A blue-ribbon panel is urging stronger regulation of pharmaceuticals around the world to combat the growing problem of fake and poor-quality medicines.

The quality problems and fake medicines have affected Americans. Fungal contamination of steroids made by a Massachusetts pharmacy, which sickened more than 700 people and killed 46, is one recent example. Other U.S. patients have received fake cancer drugs and medicines obtained over the Internet with little or no active ingredients.

The problem extends to more than 120 countries, the Institute of Medicine report says, and has done incalculable damage to efforts to control tuberculosis, malaria, AIDS and other diseases.

No one knows exactly how big the problem is, but Lawrence Gostin, chairman of the IOM committee that issued the report, says it's been getting steadily worse. "Whatever the magnitude is, it's huge and growing," he tells Shots.

The National Academies of Science, of which the IOM is part, was commissioned by the Food and Drug Administration to look at how to protect people against fake and substandard drugs.

The root cause for the problem is that there's so much money to be made. "It's actually more profitable to supply illegitimate drugs than cocaine or heroin," Gostin says. "And so you're seeing more and more sophisticated drug suppliers."

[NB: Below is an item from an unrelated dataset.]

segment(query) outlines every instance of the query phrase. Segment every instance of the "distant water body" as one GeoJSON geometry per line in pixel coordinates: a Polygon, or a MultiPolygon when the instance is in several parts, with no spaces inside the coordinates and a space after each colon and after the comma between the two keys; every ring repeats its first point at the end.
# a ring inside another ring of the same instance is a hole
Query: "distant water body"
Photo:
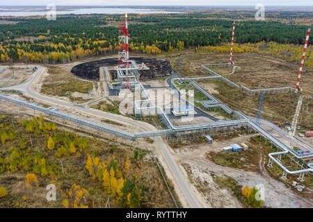
{"type": "MultiPolygon", "coordinates": [[[[31,11],[31,10],[18,10],[3,12],[3,9],[0,7],[0,16],[33,16],[33,15],[46,15],[46,11],[31,11]]],[[[85,15],[85,14],[169,14],[179,13],[176,12],[168,12],[165,10],[143,9],[143,8],[79,8],[71,10],[60,10],[56,12],[56,15],[85,15]]]]}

The report is replete with scandals and horror stories — some previously publicized, others obscure:

  • Kansas City, Mo., pharmacist Robert Courtney made millions selling highly diluted and adulterated cancer drugs to patients and physicians for more than a decade, until he was convicted and sent to federal prison.
  • A Belgian named Manuel Calvelo ran a global Internet business peddling more than 40 popular drugs — from Viagra to Lipitor to Xanax — that proved to be fake.
  • A fake version of Avastin, a costly and widely used cancer drug, found its way from a manufacturer in Turkey to 76 physicians' offices in 22 U.S. states. Through a scam that the IOM committee says is common, the fake drug appeared to have come from Canada.
  • Medicines distributed in Darfur, Sudan, and in post-tsunami Sri Lanka as part of humanitarian relief efforts were contaminated with fungal spores, outdated or otherwise adulterated. "The chaos inherent in humanitarian emergencies often leads to a proliferation of fake, substandard and otherwise poorly regulated medical products," the IOM report says.

"What we're seeing in the United States — and doubly so in developing countries — is a race to the bottom," Gostin says.

The panel says Congress needs to authorize the FDA to trace the authenticity of medications from raw ingredients to manufacture and through the distribution chain all the way to retail pharmacies.

The 300-page report also calls on the FDA to work with state licensing boards to regulate and report pharmacies like the problematic Massachusetts firm and launch a national database to report violators.

On the international level, the IOM panel calls on the World Health Organization to develop a global code of practice for pharmaceuticals. Among other recommendations is that the World Bank and other agencies provide low-interest loans to medium and small pharmaceutical companies in developing countries to beef up their equipment, supply chain and quality-control systems.